Thailand's planned digital wallet program, potentially amounting to 2.7% of GDP, could boost near-term growth further, according to a World Bank report. However, its dependency on energy imports risks leading to another inflationary surge, due to heightened geopolitical conflict and high oil prices. Air pollution is a major economic and public health issue in Thailand, which has set a goal of reduced carbon emissions by 30% by 2030 and is currently revising its Climate Change Act.

Political Conditions

Srettha Thavisin, a former real estate tycoon, was endorsed by the Thai King after winning enough parliamentary support to become Prime Minister in the 2023 elections.
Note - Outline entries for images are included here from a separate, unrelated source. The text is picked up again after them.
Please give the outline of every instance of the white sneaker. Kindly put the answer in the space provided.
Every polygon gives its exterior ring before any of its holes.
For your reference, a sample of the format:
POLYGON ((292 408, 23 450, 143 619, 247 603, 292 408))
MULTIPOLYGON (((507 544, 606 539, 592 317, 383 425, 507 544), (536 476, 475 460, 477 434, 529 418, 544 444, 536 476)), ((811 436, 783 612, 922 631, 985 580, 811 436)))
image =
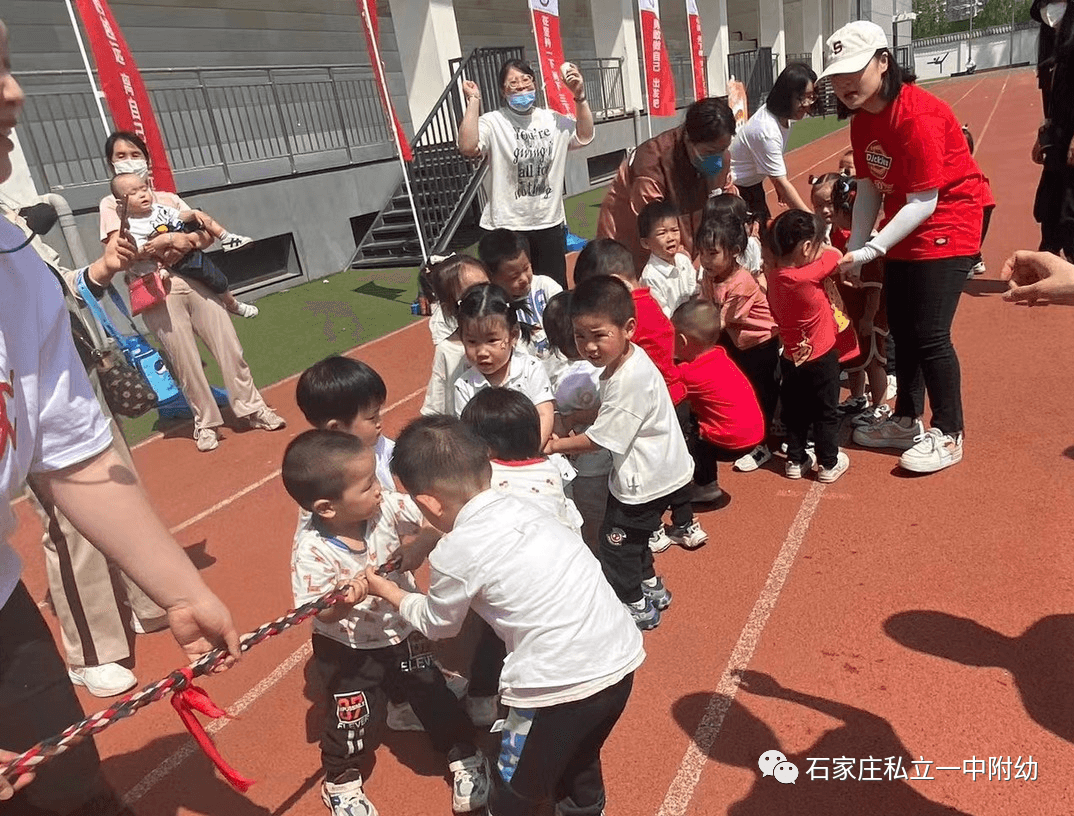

The controversial alliance between his Pheu Thai party and its longstanding enemies from the military side was forged despite the reformist pro-democracy Move Forward party winning the most seats and the popular vote.  While this makes the government less likely to pursue a more radical agenda, fractiousness within the 11-party coalition will challenge political stability and government effectiveness.

King Maha Vajiralongkorn has little direct power under the constitution, but insults or threats to the monarch remain a criminal offense under the “lese majeste” – legislation marked for review as part of Move Forward’s progressive platform. An amendment is due to be considered by the Thai courts in early 2024. However, while the Economist Intelligence Unit believes the new government will pursue some constitutional reform to reduce the military's role in politics, it does not expect a change to the lese majeste law.

The Pheu Thai party is led by Paetongtarn Shinawatra, the daughter of former Prime Minister Thaksin Shinawatra, who was ousted in a political coup in 2006 after being accused of corruption and fled into exile. He returned to Thailand last year after the party regained power and was taken to prison but is now due for parole after his sentence was dramatically reduced by the King.